Wednesday, April 6, 2011

Getting first byte in a char* buffer

I have a char* buffer and I am interested in looking at the first byte in the char* buffer, what is the most optimal way to go about this.

EDIT: Based on the negative votes I might want to explain why this question, I am aware of methods but in the code base that I have been looking for getting first byte people do all kinds of crazy things like do a copy of the buffer , copy it to a stream and then do a get.

From stackoverflow
  • Just use

    char firstByte = buffer[0];
    
    Crashworks : But is it optimum? That costs a whole cycle! ;)
    Eclipse : It could be more if buffer has been paged out - that could be hundreds of cycles. Just to be sure, you should probably lock that memory into RAM so no paging is going to happen.
    Albert : It's possible to ensure some memory doesn't get paged out?
    Johannes Weiß : at least not portable
    Eclipse : In Windows, you can look at VirtualLock (http://msdn.microsoft.com/en-us/library/aa366895.aspx) - but my comment about paging was sarcastic and I don't recommend this as an actual performance enhancing technique.
  • char* c_ptr;
    char first_char;
    
    first_char = c_ptr[0];
    
  • Or this:

    char firstByte = *buffer;
    

    For clarification, there's no difference between *buffer and buffer[0], since the latter is really just shorthand for *(buffer + 0*sizeof(char)), and any compiler is going to be smart enough to replace that with *(buffer+0) and then *buffer. So the choice is really whichever is clearest in the context you are using it, not how efficient each one is.

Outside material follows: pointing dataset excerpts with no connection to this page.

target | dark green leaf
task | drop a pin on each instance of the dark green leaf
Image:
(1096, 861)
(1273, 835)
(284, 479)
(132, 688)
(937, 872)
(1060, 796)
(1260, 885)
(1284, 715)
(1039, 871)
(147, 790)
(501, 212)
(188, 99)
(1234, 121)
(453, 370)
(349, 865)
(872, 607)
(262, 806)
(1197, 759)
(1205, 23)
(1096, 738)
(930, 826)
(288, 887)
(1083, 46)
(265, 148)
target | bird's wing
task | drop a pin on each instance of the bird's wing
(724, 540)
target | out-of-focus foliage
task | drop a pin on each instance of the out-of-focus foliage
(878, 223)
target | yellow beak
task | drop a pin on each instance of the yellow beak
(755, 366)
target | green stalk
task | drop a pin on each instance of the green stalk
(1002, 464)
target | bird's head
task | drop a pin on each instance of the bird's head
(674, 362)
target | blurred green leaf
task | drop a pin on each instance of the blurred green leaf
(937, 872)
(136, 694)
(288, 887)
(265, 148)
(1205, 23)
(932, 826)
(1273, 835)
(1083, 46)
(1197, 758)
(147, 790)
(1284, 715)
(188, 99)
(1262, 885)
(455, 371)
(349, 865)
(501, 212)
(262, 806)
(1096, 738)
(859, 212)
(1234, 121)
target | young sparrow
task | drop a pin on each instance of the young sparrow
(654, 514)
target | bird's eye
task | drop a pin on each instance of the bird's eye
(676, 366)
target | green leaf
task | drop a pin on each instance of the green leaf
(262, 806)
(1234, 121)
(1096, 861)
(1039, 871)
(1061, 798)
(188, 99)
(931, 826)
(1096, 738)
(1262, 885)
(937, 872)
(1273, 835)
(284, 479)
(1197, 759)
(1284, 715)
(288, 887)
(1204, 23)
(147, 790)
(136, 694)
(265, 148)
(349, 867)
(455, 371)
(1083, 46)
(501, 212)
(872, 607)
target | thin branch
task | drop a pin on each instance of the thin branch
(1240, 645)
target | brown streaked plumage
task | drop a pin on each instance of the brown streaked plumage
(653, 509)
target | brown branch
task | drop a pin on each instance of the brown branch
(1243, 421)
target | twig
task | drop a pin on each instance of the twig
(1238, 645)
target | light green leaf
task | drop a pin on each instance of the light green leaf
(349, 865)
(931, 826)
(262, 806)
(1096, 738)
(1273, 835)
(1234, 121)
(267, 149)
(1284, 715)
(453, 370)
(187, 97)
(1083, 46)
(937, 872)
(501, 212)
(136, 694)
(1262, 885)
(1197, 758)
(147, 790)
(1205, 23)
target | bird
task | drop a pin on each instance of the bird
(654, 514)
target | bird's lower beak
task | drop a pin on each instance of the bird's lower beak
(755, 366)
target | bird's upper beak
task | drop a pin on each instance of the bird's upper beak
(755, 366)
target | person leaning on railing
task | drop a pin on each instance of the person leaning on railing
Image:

  • char first = someCharPtr[0];
    

    or

    char first = *someCharPtr;
    
  • char *buffer = {'h','e','l','l','o','\0'};
    

    or:

    char *buffer = "hello";
    

    or:

    char buffer[6] = {'h','e','l','l','o','\0'};
    

    and to get the first byte:

    char firstChar = buffer[0];
    

    or:

    char firstChar = *buffer; // since the buffer pointer points to the first element in the array
    
    Chuck : {'h','e','l','l','o','\0'} has six elements.
    Luca Matteis : Eheh, yep, idiot typo.
    Eclipse : There is quite the diffence between char *buffer = "hello"; and char buffer[] = "hello";
    Luca Matteis : Right, I fixed "is equal" to "or".
  • If you're determined to micro-optimize, you should know that every compiler made in this millennium should produce exactly the same machine code for "c = *buffer" and "c = buffer[0]".

    Eclipse : Even my toy class-project compiler can do this optimization ;)
    David Thornley : Since buffer[0] is defined as *(buffer + 0 * sizeof(char)), it isn't a difficult optimization. It's a straight transform, followed by a little precalculation. I'd be shocked at a publicly available compiler that missed this one.
  • Good for x86 platforms...

    char firstByte;
    
    __asm {
       mov al, [buffer]
       mov [firstByte], al
    }
    
  • Just as a clarification of what several people have mentioned--that:

    buffer[0]
    

    is equivalent to

    *(buffer + 0*sizeof(char))
    

    That's not technically true if you assume that's literal C code (i.e. not pseudo code), although that's what the compiler is doing for you.

    Because of pointer arithmetic, when you add an integer to a pointer, it is automatically multiplied by sizeof(*pointer), so it should really be:

    *(buffer + 0)
    

    Although, since sizeof(char) is defined to be 1, it is actually equivalent in this case.